Dass die 35-jährige Kunstpädagogin nun auf dem Massenprotest der Putin-Gegner, dem russischen „Marsch der Millionen“, mitlief, darüber war sie selbst noch immer überrascht. Kira Sokolowa ist wie viele in der Protestbewegung ein Neuling. Als Wladimir Putin im Herbst 2011 im Fernsehen vor laufender Kamera ausgepfiffen wurde, bekam sie Zweifel an Putins Führungsrolle und begann sich in den vielen russischen Blogs der Protestbewegung zu informieren. Ein Fernsehbeitrag über Wahlfälschungen und brutale Übergriffe in ihrer Heimatstadt versetzte sie in einen Schockzustand –und machte sie zu einer der aktivsten Unterstützerin der „Bürgerbewegung Südural“.

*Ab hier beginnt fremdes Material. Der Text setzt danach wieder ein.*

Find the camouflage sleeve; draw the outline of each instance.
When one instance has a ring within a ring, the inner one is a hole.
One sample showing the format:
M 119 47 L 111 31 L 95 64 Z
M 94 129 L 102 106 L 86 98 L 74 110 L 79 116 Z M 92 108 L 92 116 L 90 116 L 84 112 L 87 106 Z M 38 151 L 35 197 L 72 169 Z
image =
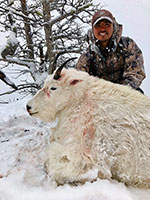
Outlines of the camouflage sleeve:
M 137 44 L 129 38 L 122 84 L 130 85 L 137 89 L 146 77 L 143 64 L 144 61 L 141 50 Z
M 86 51 L 80 56 L 75 68 L 77 70 L 85 71 L 89 73 L 89 65 L 90 63 L 89 63 L 88 52 Z

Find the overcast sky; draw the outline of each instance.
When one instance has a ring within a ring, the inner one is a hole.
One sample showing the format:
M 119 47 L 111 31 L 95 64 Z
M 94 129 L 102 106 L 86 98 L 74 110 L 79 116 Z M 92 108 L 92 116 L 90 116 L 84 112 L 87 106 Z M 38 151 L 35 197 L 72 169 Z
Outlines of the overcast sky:
M 123 25 L 123 35 L 131 37 L 143 52 L 146 79 L 142 88 L 150 96 L 150 0 L 93 0 L 112 12 Z

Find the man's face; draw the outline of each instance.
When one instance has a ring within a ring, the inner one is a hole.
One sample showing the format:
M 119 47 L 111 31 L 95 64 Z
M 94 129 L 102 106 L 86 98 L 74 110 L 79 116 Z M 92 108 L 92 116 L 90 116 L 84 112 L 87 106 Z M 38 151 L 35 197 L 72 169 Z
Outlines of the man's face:
M 108 42 L 113 34 L 113 24 L 108 20 L 101 20 L 93 27 L 94 36 L 100 42 Z

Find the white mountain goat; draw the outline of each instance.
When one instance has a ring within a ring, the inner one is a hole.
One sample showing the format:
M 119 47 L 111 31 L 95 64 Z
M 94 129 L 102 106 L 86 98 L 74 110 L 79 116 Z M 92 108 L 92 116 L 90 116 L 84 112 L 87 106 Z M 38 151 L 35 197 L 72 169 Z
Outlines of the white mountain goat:
M 148 97 L 86 72 L 58 69 L 27 110 L 44 121 L 59 119 L 45 163 L 58 184 L 101 178 L 150 188 Z

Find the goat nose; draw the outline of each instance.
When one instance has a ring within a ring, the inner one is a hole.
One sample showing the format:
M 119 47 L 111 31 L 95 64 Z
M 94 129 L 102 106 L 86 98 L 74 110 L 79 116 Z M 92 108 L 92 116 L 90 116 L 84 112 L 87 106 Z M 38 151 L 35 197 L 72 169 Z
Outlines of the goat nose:
M 27 111 L 30 112 L 30 110 L 31 110 L 31 106 L 26 105 L 26 108 L 27 108 Z

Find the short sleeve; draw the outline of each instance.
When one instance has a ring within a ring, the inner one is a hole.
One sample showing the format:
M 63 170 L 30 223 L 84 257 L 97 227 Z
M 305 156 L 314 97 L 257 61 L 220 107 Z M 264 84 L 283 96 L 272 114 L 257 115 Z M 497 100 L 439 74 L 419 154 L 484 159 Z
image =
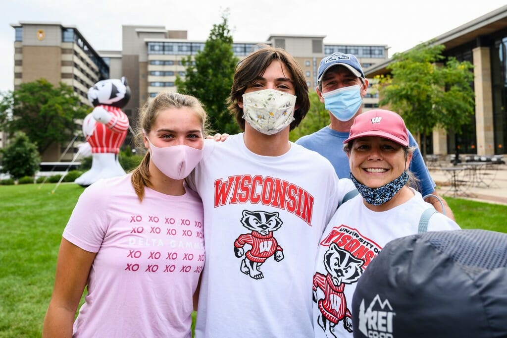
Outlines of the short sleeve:
M 63 230 L 63 238 L 84 250 L 98 252 L 109 222 L 108 196 L 101 181 L 85 189 Z

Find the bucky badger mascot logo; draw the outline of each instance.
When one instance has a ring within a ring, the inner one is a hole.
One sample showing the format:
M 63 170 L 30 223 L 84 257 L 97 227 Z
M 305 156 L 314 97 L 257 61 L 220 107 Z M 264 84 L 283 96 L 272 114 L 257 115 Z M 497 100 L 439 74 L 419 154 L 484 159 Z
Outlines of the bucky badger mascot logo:
M 240 268 L 241 272 L 254 279 L 261 279 L 264 275 L 261 272 L 261 265 L 266 259 L 272 256 L 277 262 L 283 259 L 283 249 L 273 235 L 273 231 L 283 223 L 278 213 L 243 211 L 241 224 L 251 232 L 241 234 L 234 241 L 236 256 L 245 255 Z M 246 253 L 243 248 L 245 244 L 251 247 Z
M 78 184 L 88 186 L 100 179 L 125 175 L 118 153 L 129 127 L 121 108 L 130 98 L 130 88 L 124 77 L 99 81 L 88 90 L 88 100 L 95 108 L 83 121 L 87 142 L 80 146 L 80 152 L 88 156 L 91 151 L 92 167 L 75 181 Z

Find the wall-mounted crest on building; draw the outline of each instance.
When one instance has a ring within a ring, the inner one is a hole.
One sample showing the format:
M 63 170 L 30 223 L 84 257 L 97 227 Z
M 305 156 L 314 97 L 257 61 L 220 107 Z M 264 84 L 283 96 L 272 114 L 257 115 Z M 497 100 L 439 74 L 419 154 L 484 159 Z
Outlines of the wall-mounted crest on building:
M 41 41 L 44 40 L 44 37 L 46 34 L 44 33 L 44 29 L 39 29 L 37 31 L 37 39 Z

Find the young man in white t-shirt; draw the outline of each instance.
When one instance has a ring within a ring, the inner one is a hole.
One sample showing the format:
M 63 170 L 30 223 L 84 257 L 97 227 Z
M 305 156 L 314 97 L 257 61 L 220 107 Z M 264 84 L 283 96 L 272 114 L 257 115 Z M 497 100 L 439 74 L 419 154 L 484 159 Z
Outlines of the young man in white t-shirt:
M 243 60 L 231 92 L 229 109 L 244 132 L 207 144 L 192 180 L 206 252 L 196 336 L 311 336 L 319 240 L 353 186 L 289 141 L 309 100 L 286 51 L 266 46 Z

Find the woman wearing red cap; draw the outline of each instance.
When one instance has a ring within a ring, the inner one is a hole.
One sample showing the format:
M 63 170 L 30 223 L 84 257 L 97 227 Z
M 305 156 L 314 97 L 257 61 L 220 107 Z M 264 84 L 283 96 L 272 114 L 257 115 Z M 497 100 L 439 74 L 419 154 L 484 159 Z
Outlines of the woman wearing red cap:
M 319 246 L 313 284 L 315 337 L 352 336 L 355 284 L 387 242 L 426 229 L 459 228 L 414 189 L 416 180 L 408 170 L 413 149 L 400 115 L 380 109 L 358 115 L 344 144 L 359 194 L 337 210 Z M 388 312 L 370 319 L 375 332 L 369 336 L 391 336 Z

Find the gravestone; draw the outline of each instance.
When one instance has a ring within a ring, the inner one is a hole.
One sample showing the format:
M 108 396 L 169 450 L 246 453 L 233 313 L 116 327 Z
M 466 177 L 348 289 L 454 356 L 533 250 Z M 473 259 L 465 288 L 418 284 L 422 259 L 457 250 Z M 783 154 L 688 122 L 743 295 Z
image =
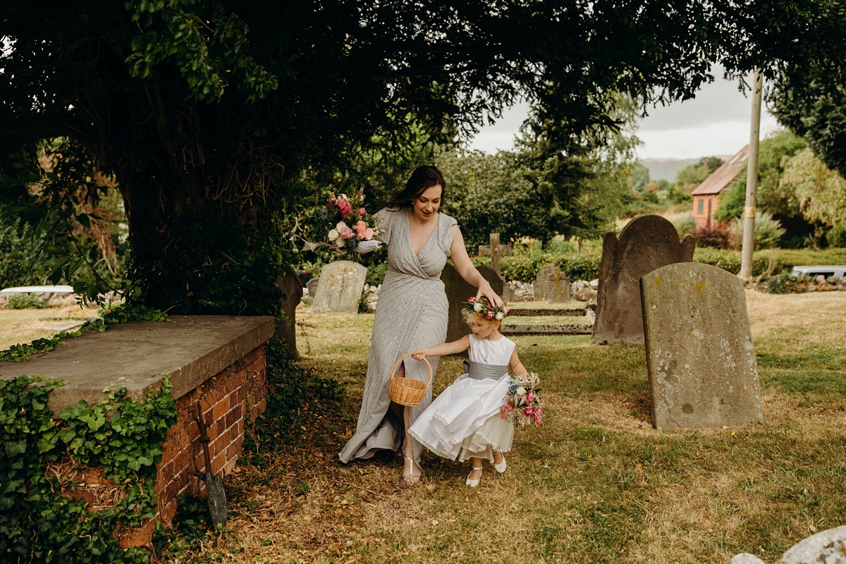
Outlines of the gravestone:
M 552 304 L 570 301 L 570 281 L 561 276 L 558 265 L 545 266 L 537 275 L 533 283 L 536 300 L 547 300 Z
M 679 241 L 676 228 L 661 216 L 635 217 L 619 238 L 606 233 L 591 342 L 642 344 L 640 277 L 675 262 L 690 262 L 695 244 L 691 235 Z
M 356 314 L 367 269 L 351 260 L 330 262 L 320 274 L 311 312 Z
M 695 262 L 640 279 L 656 429 L 764 420 L 746 294 L 733 274 Z
M 791 546 L 777 564 L 846 564 L 846 525 L 812 534 Z M 735 555 L 731 564 L 764 564 L 744 552 Z
M 284 276 L 276 279 L 276 287 L 282 292 L 280 300 L 281 309 L 283 315 L 276 318 L 276 333 L 282 340 L 288 344 L 288 350 L 294 360 L 299 360 L 299 353 L 297 352 L 297 324 L 296 310 L 303 298 L 302 282 L 299 277 L 293 268 L 285 268 Z
M 481 274 L 490 284 L 493 291 L 497 295 L 503 295 L 503 279 L 498 274 L 493 271 L 490 266 L 476 266 L 476 270 Z M 449 320 L 447 325 L 447 342 L 451 342 L 460 339 L 464 335 L 469 335 L 470 328 L 467 326 L 462 317 L 461 310 L 464 307 L 464 302 L 470 296 L 476 295 L 478 289 L 473 287 L 461 277 L 459 271 L 455 270 L 451 263 L 447 263 L 441 272 L 441 280 L 443 281 L 444 290 L 447 293 L 447 301 L 449 303 Z
M 320 284 L 320 278 L 311 278 L 305 282 L 305 287 L 309 291 L 309 295 L 314 298 L 317 295 L 317 285 Z
M 479 245 L 479 254 L 491 257 L 491 268 L 498 276 L 501 272 L 499 257 L 503 255 L 511 255 L 511 245 L 499 244 L 499 233 L 491 233 L 490 241 L 491 244 Z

Über die Erlebnisse ihres so plötzlich aufgeflammten politischen Interesses hat Kira Sokolowa, die eigentlich anders heißt, Mischa Gabowitsch erzählt. In Interviews wie mit der Protestteilnehmerin Sokolowa war er auf der Suche nach einer Antwort auf die Fragen: Was hat Russland aus einer Periode der Lethargie gerissen? Wie konnte sich der das ganze Land erfassende Unmut über das System Putin plötzlich entladen?
Seit dem Urknall der Protestbewegung im Dezember 2011 recherchierte der Soziologe und Zeithistoriker Gabowitsch und durchforstete auch die unzähligen russischen Blogs zur Protestbewegung. Nun hat er seine Forschungsergebnisse in einem Buch zusammengetragen.
Protestwelle nach Wahlfälschungen
In „Putin kaputt!?“ setzt Gabowitsch seine Beobachtungen der Bewegung und ihrer vielen Gruppierungen zu einer Art Kaleidoskop zusammen und spricht darin der Gruppe der Wahlbeobachter, zu denen auch Kira Sokolowa gehört, einen erheblichen Einfluss auf die neue Protestszene zu. Die Videos der Beobachter von oftmals offensichtlichen Wahlfälschungen führten zur Protestwelle. „Erstmals spürten viele Menschen in Russland, dass sich die Machthaber für sie überhaupt nicht interessieren, obwohl sie Putin teilweise unterstützen. Sie merkten, dass es völlig egal war, wem sie ihre Stimme geben“, sagt Mischa Gabowitsch.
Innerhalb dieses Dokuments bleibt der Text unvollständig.